When Roger Federer squandered a pair of match points for the second straight year against Djokovic in the U.S. Open at tennis' largest stadium, many wondered how he would react. After all, the defeat meant Federer, 30, who has nothing to prove in the game and a family to tend to, ended the campaign without a major for the first time since 2002.
Would he suffer the same fate as the Scot?
The answer has been a resounding no.
Federer has said on numerous occasions that he's a cool, relaxed character, and his 15-match winning streak since that emotionally charged Saturday in New York, collecting titles in Basel and Paris, proved it. He didn't let the result overly bother him, or at least that's how it's looked on the surface.
The Swiss is more experienced than Murray and, some would say, simply much better.
"It's amazing that he hasn't lost since the U.S. Open," Murray's former coach and current ESPN analyst Brad Gilbert said in a phone interview. "I think in Roger's mind, this is really going to help him big time for [the Australian Open]. This is not an anomaly. If he can finish with what we'd call bowling a turkey, winning three tournaments in a row, that's just going to give him a world of confidence."
His chances increased substantially Friday evening, when a gutsy, resilient Tomas Berdych -- you couldn't say that about the Czech a year and a half ago -- rallied to overcome David Ferrer in three sets. It meant Federer wouldn't face Djokovic but rather the Spaniard. The maturing Berdych confronts ebullient Frenchman Jo-Wilfried Tsonga in the other semifinal.
Just what kind of performance Djokovic, eliminated with a 1-2 record in Group A, would have mustered is anyone's guess, but most were of the thinking the world No. 1 wouldn't have done much.
Djokovic appeared as cooked as a turkey on Thanksgiving in a loss to good buddy Janko Tipsarevic on Friday afternoon and said afterward he was mentally drained, so Berdych did him a favor by sending him into the offseason. He ends 2011 carrying a two-match losing streak, as well as an ailing shoulder.
He has good company on the sidelines. An injured Murray and an out-of-sorts Rafael Nadal won't feature this weekend, either, making Federer the only member of the big four to survive.

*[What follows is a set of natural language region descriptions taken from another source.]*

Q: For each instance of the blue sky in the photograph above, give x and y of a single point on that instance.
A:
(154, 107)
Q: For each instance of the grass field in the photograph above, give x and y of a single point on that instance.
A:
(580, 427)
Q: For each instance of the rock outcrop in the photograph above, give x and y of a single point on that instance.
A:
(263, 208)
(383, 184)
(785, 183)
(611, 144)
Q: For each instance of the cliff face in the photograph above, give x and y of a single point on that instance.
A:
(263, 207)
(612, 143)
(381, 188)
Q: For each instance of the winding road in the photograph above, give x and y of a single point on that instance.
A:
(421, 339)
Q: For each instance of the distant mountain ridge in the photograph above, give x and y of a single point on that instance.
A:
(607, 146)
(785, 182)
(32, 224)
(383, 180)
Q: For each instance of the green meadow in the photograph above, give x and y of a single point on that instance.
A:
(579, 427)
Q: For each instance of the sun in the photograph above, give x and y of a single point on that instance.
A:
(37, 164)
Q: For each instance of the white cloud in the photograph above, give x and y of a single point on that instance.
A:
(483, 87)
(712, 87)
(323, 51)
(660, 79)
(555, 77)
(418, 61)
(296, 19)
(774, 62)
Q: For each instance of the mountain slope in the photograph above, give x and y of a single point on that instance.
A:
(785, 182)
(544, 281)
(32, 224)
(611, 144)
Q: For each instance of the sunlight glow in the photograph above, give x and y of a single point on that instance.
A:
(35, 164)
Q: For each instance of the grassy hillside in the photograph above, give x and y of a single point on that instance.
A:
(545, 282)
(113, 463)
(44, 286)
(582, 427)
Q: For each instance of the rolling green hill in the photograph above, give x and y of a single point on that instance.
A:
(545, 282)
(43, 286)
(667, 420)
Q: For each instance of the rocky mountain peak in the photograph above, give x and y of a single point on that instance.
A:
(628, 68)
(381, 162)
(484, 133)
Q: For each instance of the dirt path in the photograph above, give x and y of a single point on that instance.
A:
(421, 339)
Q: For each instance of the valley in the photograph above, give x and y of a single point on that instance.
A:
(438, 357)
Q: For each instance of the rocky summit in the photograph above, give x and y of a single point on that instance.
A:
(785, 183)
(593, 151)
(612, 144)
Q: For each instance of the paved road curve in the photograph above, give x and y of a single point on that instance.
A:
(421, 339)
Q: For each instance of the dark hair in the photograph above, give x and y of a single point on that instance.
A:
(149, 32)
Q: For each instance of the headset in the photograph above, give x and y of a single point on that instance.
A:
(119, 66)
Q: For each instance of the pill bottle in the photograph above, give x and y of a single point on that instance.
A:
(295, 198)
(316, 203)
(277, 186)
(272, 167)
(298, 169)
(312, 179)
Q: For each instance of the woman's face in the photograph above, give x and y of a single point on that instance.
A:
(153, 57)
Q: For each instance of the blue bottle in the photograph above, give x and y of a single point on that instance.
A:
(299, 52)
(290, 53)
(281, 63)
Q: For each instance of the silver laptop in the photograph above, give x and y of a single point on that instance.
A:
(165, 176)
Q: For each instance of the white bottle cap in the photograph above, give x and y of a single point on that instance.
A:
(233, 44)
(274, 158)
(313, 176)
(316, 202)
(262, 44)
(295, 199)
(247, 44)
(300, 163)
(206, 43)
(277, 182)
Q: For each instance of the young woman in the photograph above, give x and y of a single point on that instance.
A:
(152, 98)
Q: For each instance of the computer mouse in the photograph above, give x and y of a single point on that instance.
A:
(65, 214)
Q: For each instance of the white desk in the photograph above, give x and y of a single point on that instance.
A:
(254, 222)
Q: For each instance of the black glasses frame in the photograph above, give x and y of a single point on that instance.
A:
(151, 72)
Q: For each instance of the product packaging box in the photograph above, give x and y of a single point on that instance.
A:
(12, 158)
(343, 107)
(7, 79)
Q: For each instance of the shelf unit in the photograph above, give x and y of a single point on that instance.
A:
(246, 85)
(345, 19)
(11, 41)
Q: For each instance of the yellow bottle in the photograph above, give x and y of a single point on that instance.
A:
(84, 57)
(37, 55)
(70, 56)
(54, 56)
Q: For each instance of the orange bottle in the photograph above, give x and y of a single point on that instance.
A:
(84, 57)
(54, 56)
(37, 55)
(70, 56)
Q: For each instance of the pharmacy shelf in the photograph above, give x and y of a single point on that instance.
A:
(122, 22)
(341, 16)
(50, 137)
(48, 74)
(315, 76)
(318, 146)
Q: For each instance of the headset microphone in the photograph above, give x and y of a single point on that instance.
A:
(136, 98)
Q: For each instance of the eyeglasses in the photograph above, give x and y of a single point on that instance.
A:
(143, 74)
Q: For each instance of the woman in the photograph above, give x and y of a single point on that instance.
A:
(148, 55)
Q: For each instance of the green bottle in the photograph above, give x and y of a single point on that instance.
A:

Still, the numbers suggest a less-than-100 percent Djokovic would have tested Federer, who crushed Nadal as part of a 3-0 record in Group B, more than Ferrer will. Ferrer is 0-11 against the 16-time Grand Slam champion and enters the encounter dispirited following the loss to Berdych. Federer and Ferrer are separated by a single spot in the rankings -- and a year in age -- yet in truth are miles apart.
"I will try to do my best," Ferrer said in his news conference. "I will try to fight a lot."
The no-nonsense, likable Ferrer sizzled in the opening set and a half Friday, ripping Nadal-like passing shots and bullying Berdych from the baseline. Uncharacteristically, he tightened up while serving up a break at 4-3 in the second set, failing to see out a 40-15 advantage. He added his serve deserted him.
Fans with tickets to Saturday afternoon's semifinal were probably willing Ferrer on, since Djokovic versus Federer was slated to be the opening singles tilt. As it turned out, it's Ferrer versus Federer.
Gilbert said Ferrer should glance at Russian Nikolay Davydenko for inspiration. Davydenko lost all 12 of his head-to-heads with Federer before finally triumphing at the World Tour Finals in London two years ago. Perhaps the quick turnaround will force Ferrer to forget about his collapse.
"Everything points to him having no shot, but look at the numbers with Davydenko a couple of years ago," Gilbert said. "If I was him, I'd pop in that Davydenko DVD and think, 'OK, here's a guy who was around my age and was an 0-for, and he got his first win.' And Ferrer is playing the best tennis of his career on faster courts. I have so much respect for what he's doing out there."
Berdych's long-awaited breakthrough came in 2010 when he advanced to his first major semifinal at the French Open, then first major final weeks later at Wimbledon. Although he didn't go as deep in any Grand Slam this term, he's been more consistent and playing his best tennis in the fall. He is, without question, competing better than ever.
"That's one of the aspects that improved in my game, and I'm able to fight back, win the tough matches," Berdych said in his news conference. "I'm happy for this improvement in my game. That's what I need. That was something that I was looking for."
After he blew a match point to Djokovic on Monday, it seemed this wasn't destined to be his week. That changed Wednesday, when he saved a match point against Tipsarevic, and Berdych took advantage of Ferrer's lapse to finish atop Group A.
Berdych upended Tsonga in their lone meeting in October. Tsonga, though, handed Federer his toughest outing in Group B and benefited, like Federer, from a day off Friday. It might make a difference. Berdych has contested a trio of three-setters.
A surging Federer, meanwhile, is fresh. And the clear favorite.